Today, the stigma of Autism is alive and well! All we need to do to verify this is to Google the word “Autism” to see the results. Almost everything related to autism defines it by its challenges and negative outcomes. Things such as high unemployment rates, low independent living rates, lack of funding, shortage of programs, non-social, lacking communication skills… all of which support this conclusion. No wonder this seems to be the case!
When we received the diagnosis of Pervasive Development Delay and Autism for our daughter Gabbi over 20 years ago, we immediately searched (what was available on) the internet to see what we could find. What little we saw would scare any parent! Unfortunately, not much has changed since then. No wonder that when a parent receives this diagnosis for their child, or a person gets the diagnosis themselves it was such a dark day. It was for us.
Fast forward 10 years, when I was given the wonderful opportunity to start a training and employment program for those on the Autism Spectrum. This was one of the biggest gifts of my life because it allowed me to start seeing Autism in a whole new light. As I started to train and work with these wonderful and gifted young adults, I realized that many of the things I believed about the stigma of the diagnosis was completely inaccurate.
We initiated the program with 4 young adults who never before had been given an opportunity for employment. When they first started, I was immediately able to spot some of the characteristics that I had come to know so very well with our own daughter. Things like lack of eye contact, processing delays and communication challenges were very visible. What I didn’t expect was to come to understand the true reasons why these characteristics exist.
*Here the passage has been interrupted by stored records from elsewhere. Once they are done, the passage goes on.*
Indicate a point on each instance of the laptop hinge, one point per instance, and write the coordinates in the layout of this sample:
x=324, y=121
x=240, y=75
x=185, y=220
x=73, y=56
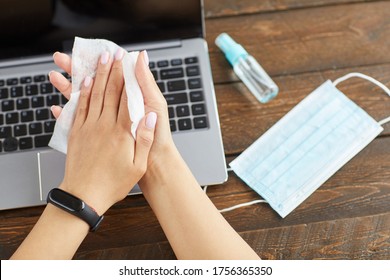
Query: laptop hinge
x=133, y=47
x=153, y=45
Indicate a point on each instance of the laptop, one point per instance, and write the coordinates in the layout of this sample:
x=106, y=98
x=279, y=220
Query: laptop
x=31, y=32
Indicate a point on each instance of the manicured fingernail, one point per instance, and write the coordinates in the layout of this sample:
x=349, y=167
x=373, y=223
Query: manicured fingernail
x=104, y=58
x=146, y=58
x=119, y=54
x=151, y=120
x=87, y=81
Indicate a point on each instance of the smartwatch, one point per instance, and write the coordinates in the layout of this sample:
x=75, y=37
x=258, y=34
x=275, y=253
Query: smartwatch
x=74, y=206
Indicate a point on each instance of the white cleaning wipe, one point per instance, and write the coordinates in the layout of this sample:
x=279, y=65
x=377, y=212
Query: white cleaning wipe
x=85, y=57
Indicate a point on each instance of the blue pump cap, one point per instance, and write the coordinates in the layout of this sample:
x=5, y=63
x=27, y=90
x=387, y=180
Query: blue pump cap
x=232, y=50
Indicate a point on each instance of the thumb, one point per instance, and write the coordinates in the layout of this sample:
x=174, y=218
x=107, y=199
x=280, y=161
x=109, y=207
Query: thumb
x=145, y=137
x=56, y=111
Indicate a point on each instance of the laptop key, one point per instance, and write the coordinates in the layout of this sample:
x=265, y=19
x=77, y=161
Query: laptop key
x=7, y=105
x=49, y=126
x=39, y=78
x=196, y=96
x=178, y=98
x=3, y=93
x=192, y=71
x=46, y=88
x=176, y=85
x=171, y=112
x=182, y=111
x=42, y=114
x=198, y=109
x=11, y=118
x=194, y=83
x=42, y=140
x=52, y=100
x=10, y=144
x=172, y=73
x=12, y=82
x=31, y=90
x=163, y=63
x=63, y=100
x=172, y=125
x=155, y=75
x=176, y=62
x=27, y=116
x=22, y=103
x=200, y=122
x=16, y=91
x=37, y=101
x=26, y=80
x=191, y=60
x=161, y=86
x=20, y=130
x=5, y=131
x=35, y=128
x=25, y=143
x=185, y=124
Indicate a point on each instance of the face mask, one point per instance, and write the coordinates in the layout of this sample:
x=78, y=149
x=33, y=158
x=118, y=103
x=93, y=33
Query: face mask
x=307, y=146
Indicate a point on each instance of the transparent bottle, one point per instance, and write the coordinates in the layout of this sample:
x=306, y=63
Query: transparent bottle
x=248, y=69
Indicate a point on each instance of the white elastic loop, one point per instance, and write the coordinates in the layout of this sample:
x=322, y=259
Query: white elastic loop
x=368, y=78
x=238, y=205
x=360, y=75
x=386, y=120
x=242, y=205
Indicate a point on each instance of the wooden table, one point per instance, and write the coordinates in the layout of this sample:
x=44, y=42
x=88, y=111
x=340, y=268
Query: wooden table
x=301, y=43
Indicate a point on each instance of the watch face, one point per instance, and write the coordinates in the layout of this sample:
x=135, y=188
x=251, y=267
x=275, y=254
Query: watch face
x=66, y=200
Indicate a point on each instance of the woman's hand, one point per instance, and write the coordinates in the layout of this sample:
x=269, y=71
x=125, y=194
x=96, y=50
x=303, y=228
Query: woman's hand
x=163, y=146
x=103, y=161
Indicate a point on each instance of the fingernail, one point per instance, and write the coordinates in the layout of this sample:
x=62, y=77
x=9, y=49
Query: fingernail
x=104, y=58
x=119, y=54
x=151, y=120
x=146, y=58
x=87, y=81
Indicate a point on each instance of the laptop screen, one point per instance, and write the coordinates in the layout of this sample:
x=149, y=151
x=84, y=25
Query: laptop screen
x=40, y=27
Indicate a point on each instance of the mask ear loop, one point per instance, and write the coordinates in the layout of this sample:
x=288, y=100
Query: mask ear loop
x=368, y=78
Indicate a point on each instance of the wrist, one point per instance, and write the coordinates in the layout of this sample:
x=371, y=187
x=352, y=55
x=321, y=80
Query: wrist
x=74, y=206
x=90, y=198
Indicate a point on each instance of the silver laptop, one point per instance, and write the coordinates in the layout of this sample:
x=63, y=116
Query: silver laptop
x=174, y=37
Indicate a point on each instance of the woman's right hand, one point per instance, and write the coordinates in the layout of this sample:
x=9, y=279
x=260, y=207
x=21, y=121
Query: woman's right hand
x=163, y=147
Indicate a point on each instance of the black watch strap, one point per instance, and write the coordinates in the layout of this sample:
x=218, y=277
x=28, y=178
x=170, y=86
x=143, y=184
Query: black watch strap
x=74, y=206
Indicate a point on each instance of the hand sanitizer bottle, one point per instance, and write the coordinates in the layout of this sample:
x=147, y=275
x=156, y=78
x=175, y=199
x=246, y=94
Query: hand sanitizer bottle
x=247, y=69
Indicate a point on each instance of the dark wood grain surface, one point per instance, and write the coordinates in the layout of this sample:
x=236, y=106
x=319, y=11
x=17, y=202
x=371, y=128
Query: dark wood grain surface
x=301, y=43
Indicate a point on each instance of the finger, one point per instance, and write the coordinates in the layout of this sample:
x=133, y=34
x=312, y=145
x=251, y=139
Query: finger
x=56, y=111
x=83, y=105
x=114, y=88
x=99, y=86
x=61, y=83
x=63, y=61
x=150, y=91
x=123, y=111
x=145, y=137
x=153, y=98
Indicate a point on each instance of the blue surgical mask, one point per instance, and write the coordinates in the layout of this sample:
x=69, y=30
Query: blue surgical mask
x=307, y=146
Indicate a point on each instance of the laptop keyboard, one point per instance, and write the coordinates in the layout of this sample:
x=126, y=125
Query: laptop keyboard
x=180, y=82
x=26, y=121
x=25, y=118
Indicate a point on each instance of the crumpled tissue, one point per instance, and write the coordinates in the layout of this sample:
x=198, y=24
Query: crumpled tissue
x=85, y=57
Let’s take eye contact as an example. For years we had been asking our daughter to “share her eyes” and to look at us when she was talking to us. This is common in our neurotypical world, so it was our thought that she should “fit in” and be able to maintain good eye contact.
Little did I know that for many Autistics, it is difficult to maintain eye contact for a variety of reasons. Sometimes it’s challenging to listen to what one is saying and also try to interpret facial expressions. For some, it might cause some pain or discomfort to do so and for others, it may just be very distracting.